A project that started out as university research is now poised to become one of the first companies to produce electric buses in Kenya
Students turn school project into multi-billion company in Kenya
From a university research project to manufacturing electric buses that will be used in Kenya's BRT system
According to a report by CNN, Opibus was created by former Linköping University students Filip Gardler, Mikael Gånge and Filip Lövström.
The company recently got funding to expand its operations in Kenya, and Africa to the tune of Sh8 billion.
The firm was founded in 2017 and is the main provider of locally designed and manufactured electric vehicles. It has also employed Kenyans at its workshop.
The students scouted where their where electric mobility project could have the largest possible impact and settled on Kenya.
The manufacturer is currently conducting a pilot test before the commercial deployment of 10 buses during the second half of 2022.
Opibus to supply 10 BRT buses
The government is also edging towards electric vehicles, having declared that the Bus Rapid Transit (BRT) system that is still under construction will only be open to electric buses.
“The buses are to be considered in three options based on propulsion technology [namely] biodiesel, hybrid, electric and the options for sale or a proposed lease tenure covering a three, seven and 12 years period,” said the Nairobi Metropolitan Area Transport Authority (Namata) acting Director-General, Francis Gitau, in a notice published in local dailies.
“This first electric bus is set to be launched commercially mid this year. Following this, the platform will be tested at scale in commercial deployment of 10 buses during the second half of 2022.
“In doing so, we ensure that we gather valuable feedback to continue the development of the product for an optimized market fit.

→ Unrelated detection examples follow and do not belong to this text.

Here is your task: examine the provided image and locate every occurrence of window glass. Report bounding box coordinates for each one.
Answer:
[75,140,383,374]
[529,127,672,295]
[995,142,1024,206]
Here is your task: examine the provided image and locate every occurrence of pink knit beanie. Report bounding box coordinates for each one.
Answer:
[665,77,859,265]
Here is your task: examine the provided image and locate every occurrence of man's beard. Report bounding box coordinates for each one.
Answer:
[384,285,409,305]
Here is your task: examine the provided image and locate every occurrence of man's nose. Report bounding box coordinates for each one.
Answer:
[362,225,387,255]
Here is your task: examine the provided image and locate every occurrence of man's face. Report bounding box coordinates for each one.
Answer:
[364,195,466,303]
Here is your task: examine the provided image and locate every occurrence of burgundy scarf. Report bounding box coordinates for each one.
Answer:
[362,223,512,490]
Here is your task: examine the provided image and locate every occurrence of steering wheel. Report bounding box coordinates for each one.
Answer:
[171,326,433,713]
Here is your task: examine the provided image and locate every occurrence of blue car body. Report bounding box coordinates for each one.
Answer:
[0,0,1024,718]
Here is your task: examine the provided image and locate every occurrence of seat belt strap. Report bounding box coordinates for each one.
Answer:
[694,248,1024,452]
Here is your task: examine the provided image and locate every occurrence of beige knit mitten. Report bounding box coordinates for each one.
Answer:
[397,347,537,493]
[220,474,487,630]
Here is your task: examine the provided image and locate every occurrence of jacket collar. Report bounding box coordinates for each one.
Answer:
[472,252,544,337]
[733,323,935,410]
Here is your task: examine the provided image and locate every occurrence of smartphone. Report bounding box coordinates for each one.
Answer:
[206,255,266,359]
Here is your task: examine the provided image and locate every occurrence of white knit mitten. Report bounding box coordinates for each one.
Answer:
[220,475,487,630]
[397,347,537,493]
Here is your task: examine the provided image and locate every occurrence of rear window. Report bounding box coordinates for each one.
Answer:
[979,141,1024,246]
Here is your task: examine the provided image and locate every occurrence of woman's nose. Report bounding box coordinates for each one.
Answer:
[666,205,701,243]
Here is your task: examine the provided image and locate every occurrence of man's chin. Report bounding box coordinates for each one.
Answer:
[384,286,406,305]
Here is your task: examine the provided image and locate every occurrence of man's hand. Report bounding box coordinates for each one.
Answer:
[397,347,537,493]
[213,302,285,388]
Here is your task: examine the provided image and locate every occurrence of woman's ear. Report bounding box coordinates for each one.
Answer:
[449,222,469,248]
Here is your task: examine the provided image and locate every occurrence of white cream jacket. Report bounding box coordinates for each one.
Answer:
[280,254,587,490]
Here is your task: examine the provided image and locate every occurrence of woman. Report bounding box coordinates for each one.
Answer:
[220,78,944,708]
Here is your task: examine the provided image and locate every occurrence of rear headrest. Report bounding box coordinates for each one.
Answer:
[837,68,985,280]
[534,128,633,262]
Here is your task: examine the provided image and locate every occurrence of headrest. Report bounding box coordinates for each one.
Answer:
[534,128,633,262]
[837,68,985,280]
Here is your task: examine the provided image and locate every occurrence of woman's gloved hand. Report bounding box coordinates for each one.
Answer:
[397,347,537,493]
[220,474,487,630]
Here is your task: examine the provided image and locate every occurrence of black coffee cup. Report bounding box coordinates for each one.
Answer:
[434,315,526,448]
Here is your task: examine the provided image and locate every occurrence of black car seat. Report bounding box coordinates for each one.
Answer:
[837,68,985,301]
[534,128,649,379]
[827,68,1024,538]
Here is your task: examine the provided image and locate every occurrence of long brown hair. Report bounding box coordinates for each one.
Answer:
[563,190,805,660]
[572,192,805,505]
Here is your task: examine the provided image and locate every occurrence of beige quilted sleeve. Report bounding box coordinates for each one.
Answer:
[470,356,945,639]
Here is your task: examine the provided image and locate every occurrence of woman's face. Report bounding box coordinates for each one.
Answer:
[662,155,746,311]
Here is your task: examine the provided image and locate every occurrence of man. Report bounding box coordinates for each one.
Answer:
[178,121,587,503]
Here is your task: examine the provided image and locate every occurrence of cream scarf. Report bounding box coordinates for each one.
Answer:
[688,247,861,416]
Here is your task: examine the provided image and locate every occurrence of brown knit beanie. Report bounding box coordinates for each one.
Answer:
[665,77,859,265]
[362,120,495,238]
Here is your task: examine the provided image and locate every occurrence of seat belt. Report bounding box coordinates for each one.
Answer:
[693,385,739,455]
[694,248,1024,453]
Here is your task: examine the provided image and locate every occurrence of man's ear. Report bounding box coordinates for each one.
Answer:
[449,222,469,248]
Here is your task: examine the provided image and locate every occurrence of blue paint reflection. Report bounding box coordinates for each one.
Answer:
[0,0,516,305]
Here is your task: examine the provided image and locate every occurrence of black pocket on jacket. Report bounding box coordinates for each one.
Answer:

It feels great to be the first movers in this very exciting space,” Opibus Project Coordinator for Public Transport Dennis Wakaba said in a recent interview.

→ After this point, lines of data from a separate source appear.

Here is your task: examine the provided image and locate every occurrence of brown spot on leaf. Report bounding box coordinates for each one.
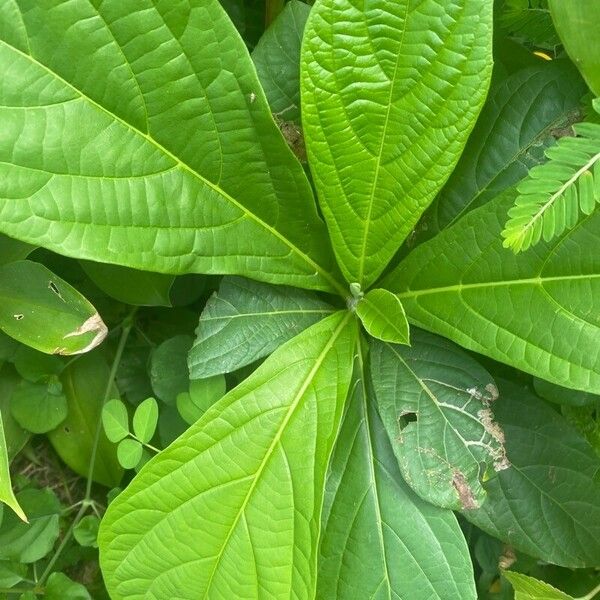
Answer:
[452,470,479,510]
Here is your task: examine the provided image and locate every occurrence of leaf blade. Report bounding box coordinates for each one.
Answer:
[383,190,600,393]
[301,0,492,289]
[99,313,356,599]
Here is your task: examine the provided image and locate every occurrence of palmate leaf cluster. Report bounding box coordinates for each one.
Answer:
[0,0,600,600]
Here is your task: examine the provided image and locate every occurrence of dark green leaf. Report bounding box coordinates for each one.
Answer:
[80,260,175,306]
[463,381,600,568]
[419,60,585,239]
[99,313,357,600]
[383,190,600,393]
[10,377,69,433]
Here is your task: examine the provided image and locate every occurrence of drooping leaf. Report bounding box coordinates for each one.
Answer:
[317,346,476,600]
[301,0,492,289]
[463,380,600,568]
[371,329,508,509]
[102,398,129,444]
[99,313,356,600]
[0,260,107,354]
[0,488,63,564]
[548,0,600,96]
[0,411,27,521]
[252,0,310,122]
[504,571,574,600]
[0,0,339,290]
[498,0,560,50]
[80,260,175,306]
[382,190,600,393]
[418,60,586,239]
[0,234,35,265]
[502,123,600,252]
[133,398,158,444]
[188,277,333,379]
[356,289,410,344]
[533,377,600,406]
[48,352,123,487]
[44,572,92,600]
[10,377,69,433]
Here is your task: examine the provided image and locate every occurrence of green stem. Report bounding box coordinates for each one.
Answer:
[575,583,600,600]
[36,308,137,594]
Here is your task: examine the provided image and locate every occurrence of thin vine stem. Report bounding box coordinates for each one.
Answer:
[34,307,137,595]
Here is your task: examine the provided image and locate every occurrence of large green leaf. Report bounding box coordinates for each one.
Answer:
[504,571,576,600]
[317,344,476,600]
[356,289,410,344]
[371,329,508,509]
[0,0,338,290]
[48,352,123,487]
[301,0,492,289]
[548,0,600,96]
[99,313,357,600]
[384,189,600,393]
[0,260,107,355]
[188,277,333,379]
[463,381,600,568]
[252,0,310,121]
[419,60,586,238]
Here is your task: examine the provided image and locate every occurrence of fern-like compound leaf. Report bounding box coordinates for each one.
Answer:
[502,123,600,252]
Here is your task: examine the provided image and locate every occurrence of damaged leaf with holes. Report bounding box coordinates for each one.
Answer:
[0,260,107,355]
[371,329,509,510]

Before turning to electric buses, the company had been converting old petroleum engines to use electric modules.
Some of their popular clients were tour vans operators and SUVs whose conversion costs more than Sh4 million.

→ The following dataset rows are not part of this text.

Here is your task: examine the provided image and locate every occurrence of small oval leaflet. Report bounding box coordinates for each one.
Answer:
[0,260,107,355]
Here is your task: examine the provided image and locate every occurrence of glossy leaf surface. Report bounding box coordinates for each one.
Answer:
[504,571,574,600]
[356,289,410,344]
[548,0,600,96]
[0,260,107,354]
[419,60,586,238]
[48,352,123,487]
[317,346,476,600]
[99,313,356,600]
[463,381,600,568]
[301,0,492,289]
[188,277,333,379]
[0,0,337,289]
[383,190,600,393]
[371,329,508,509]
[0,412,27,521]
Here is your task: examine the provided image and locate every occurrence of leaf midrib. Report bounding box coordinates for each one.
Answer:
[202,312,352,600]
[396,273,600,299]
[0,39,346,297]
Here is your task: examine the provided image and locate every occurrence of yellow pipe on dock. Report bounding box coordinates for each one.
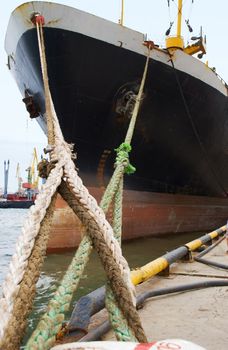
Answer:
[131,225,226,285]
[131,257,169,286]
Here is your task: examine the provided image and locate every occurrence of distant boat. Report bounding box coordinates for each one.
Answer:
[0,148,39,209]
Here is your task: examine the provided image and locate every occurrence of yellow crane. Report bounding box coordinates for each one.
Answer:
[16,163,22,195]
[26,147,39,190]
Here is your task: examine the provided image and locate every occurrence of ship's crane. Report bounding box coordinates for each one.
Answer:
[16,163,23,195]
[23,147,39,191]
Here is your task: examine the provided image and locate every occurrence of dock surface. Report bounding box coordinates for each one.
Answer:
[103,239,228,350]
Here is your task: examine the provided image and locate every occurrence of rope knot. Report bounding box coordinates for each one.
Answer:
[115,142,136,175]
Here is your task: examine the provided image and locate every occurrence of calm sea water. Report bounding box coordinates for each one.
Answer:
[0,209,199,344]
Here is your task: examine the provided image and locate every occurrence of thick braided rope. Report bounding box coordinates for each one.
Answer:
[1,194,57,350]
[25,232,92,350]
[104,48,150,341]
[105,176,137,341]
[0,164,62,344]
[36,22,55,145]
[25,21,147,348]
[60,163,146,342]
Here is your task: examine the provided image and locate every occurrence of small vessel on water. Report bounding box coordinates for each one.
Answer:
[5,0,228,250]
[0,148,39,209]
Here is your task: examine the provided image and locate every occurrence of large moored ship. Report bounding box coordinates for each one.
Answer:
[5,0,228,249]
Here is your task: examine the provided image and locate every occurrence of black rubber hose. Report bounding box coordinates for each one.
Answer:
[194,257,228,270]
[196,236,226,259]
[79,280,228,342]
[194,236,228,270]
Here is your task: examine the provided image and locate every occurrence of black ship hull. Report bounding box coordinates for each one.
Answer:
[0,200,34,209]
[6,2,228,247]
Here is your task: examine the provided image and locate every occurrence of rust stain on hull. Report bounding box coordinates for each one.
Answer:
[48,188,228,253]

Opibus also manufactured electric motorcycles, given the popularity of boda boda as a means of public transport.
Fransua Vytautas Razvadauskas a consultant in market research told CNN that in 2021 Kenya had 1.8 million motorcycles and mopeds compared with 1.2 million passenger cars.
The motorbikes, which have a range of up to 200 kilometres and a peak speed of 90 kilometres per hour, are priced at Sh160,000.